The Xerox version of the game was adapted by Christopher Kent for the X Window System at DEC in 1986 as X MazeWars. This version was based directly on the Xerox source code, which Kent, who had first been shown the game at RAND by Guyton, received from a former Xerox employee. In 1987, MacroMind released a version of the game for the Apple Macintosh titled Maze Wars+, which was playable on the AppleTalk local network by up to 30 players. The game featured five different character avatars, including an eyeball similar to that found in the Xerox version of the game, four different types of robot players, additional maze features such as teleporters, and walls made of lines rather than blocks. Advertisements for the game referred to it as "a direct descendant of the well known M.I.T. and Xerox PARC network classics" and at one point listed it as for sale directly by MacroMind for US$49.95. It was followed by Super MazeWars by Callisto for Mac OS in 1992, which was bundled with Macintosh computers for a time.

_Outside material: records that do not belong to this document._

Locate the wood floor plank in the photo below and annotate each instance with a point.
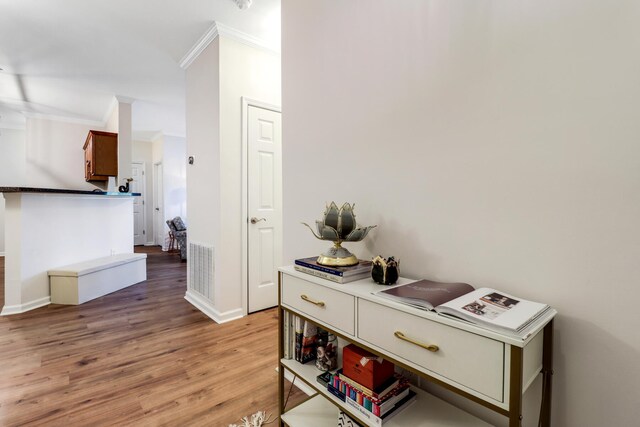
(142, 356)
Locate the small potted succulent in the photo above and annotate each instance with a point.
(339, 225)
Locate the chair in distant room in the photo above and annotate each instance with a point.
(178, 234)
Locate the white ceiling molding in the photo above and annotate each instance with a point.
(243, 4)
(209, 36)
(13, 126)
(112, 105)
(64, 119)
(218, 29)
(245, 38)
(146, 136)
(124, 99)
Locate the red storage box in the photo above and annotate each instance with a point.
(365, 368)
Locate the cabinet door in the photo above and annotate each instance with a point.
(105, 155)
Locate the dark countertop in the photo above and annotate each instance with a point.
(62, 191)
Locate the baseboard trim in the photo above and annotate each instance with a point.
(8, 310)
(205, 306)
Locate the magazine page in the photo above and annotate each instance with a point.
(494, 309)
(425, 294)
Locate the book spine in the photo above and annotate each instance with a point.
(286, 335)
(355, 384)
(365, 415)
(317, 273)
(318, 268)
(337, 393)
(298, 338)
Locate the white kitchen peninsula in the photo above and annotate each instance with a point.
(48, 228)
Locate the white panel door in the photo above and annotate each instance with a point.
(159, 223)
(264, 145)
(138, 186)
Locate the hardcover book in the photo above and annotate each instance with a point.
(332, 277)
(484, 307)
(360, 268)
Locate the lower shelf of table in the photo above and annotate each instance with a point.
(322, 410)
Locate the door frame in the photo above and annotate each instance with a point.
(246, 103)
(143, 191)
(158, 215)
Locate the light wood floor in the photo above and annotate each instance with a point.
(142, 356)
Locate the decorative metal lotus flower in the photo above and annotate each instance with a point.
(339, 225)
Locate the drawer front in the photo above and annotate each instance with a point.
(463, 358)
(333, 308)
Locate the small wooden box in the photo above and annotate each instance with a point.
(365, 368)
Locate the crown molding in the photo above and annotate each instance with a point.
(195, 51)
(64, 119)
(217, 29)
(13, 126)
(245, 38)
(124, 99)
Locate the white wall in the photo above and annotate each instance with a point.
(493, 142)
(12, 167)
(175, 177)
(253, 73)
(54, 154)
(217, 80)
(203, 142)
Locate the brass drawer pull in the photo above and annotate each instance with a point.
(431, 347)
(307, 299)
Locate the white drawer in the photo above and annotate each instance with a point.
(462, 357)
(334, 309)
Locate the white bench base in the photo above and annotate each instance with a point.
(84, 281)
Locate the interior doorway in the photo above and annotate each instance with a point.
(262, 210)
(158, 211)
(138, 185)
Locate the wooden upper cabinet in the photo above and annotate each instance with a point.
(100, 155)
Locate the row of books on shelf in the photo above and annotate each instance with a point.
(352, 273)
(300, 338)
(384, 395)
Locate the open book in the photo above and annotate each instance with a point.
(483, 307)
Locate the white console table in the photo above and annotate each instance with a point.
(489, 368)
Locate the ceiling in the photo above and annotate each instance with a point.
(69, 58)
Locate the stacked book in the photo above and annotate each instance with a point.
(374, 406)
(335, 274)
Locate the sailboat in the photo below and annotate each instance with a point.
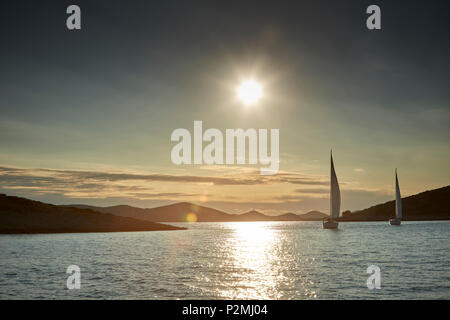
(335, 200)
(398, 205)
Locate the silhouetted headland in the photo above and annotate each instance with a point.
(20, 215)
(428, 205)
(178, 212)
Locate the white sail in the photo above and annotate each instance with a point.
(335, 193)
(398, 198)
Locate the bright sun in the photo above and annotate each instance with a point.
(249, 92)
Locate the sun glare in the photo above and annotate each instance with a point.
(249, 92)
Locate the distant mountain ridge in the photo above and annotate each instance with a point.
(20, 215)
(428, 205)
(178, 212)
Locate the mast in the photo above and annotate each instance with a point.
(335, 193)
(398, 198)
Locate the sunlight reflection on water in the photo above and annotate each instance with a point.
(242, 260)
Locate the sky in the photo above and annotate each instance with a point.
(87, 115)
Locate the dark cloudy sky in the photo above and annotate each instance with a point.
(97, 106)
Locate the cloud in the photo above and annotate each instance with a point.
(309, 191)
(105, 184)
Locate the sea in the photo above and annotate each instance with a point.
(233, 260)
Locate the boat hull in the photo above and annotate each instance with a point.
(330, 225)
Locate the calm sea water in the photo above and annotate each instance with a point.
(244, 260)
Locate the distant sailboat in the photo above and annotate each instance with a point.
(398, 204)
(335, 200)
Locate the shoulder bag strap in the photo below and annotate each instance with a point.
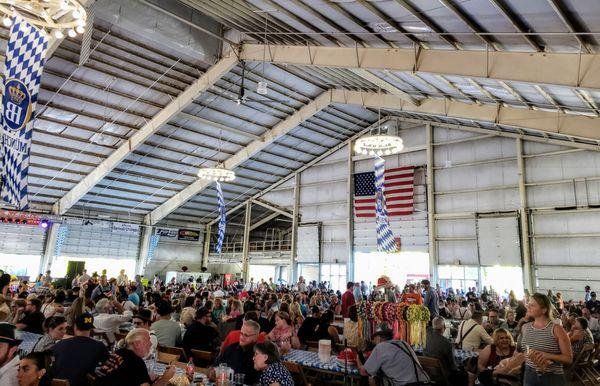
(415, 363)
(462, 337)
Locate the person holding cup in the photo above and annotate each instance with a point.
(272, 371)
(546, 345)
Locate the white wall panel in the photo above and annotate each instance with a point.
(498, 241)
(172, 254)
(455, 252)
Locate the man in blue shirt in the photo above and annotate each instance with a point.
(430, 299)
(132, 295)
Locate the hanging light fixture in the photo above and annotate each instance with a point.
(381, 141)
(50, 15)
(216, 174)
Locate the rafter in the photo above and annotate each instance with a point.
(561, 69)
(282, 128)
(540, 121)
(517, 24)
(162, 117)
(472, 24)
(428, 23)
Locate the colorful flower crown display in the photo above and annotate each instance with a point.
(409, 321)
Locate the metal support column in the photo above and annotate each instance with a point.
(528, 272)
(206, 249)
(295, 220)
(433, 260)
(49, 247)
(140, 263)
(350, 229)
(246, 246)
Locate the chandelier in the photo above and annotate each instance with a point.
(56, 16)
(216, 174)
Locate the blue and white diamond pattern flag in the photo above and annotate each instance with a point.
(385, 237)
(222, 219)
(25, 57)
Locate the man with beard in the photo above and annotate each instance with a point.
(33, 320)
(239, 356)
(9, 360)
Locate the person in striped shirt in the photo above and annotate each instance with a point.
(546, 345)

Several other games based on the Maze concept, with a variety of graphical styles and differences from the original versions, were released in the 1980s and 1990s. These include MIDI Maze for the Atari ST by Xanth Software in 1987, which was ported as Faceball 2000 to the Game Boy, Super Nintendo Entertainment System, and Game Gear; Oracle Maze, a demo application at the Interop 92 conference to demonstrate Oracle's networking technology connecting many different companies' computers; MazeWars for NeXTSTEP by Mike Kienenberger in 1994, and MazeWars for Palm OS by IndiVideo in 1998.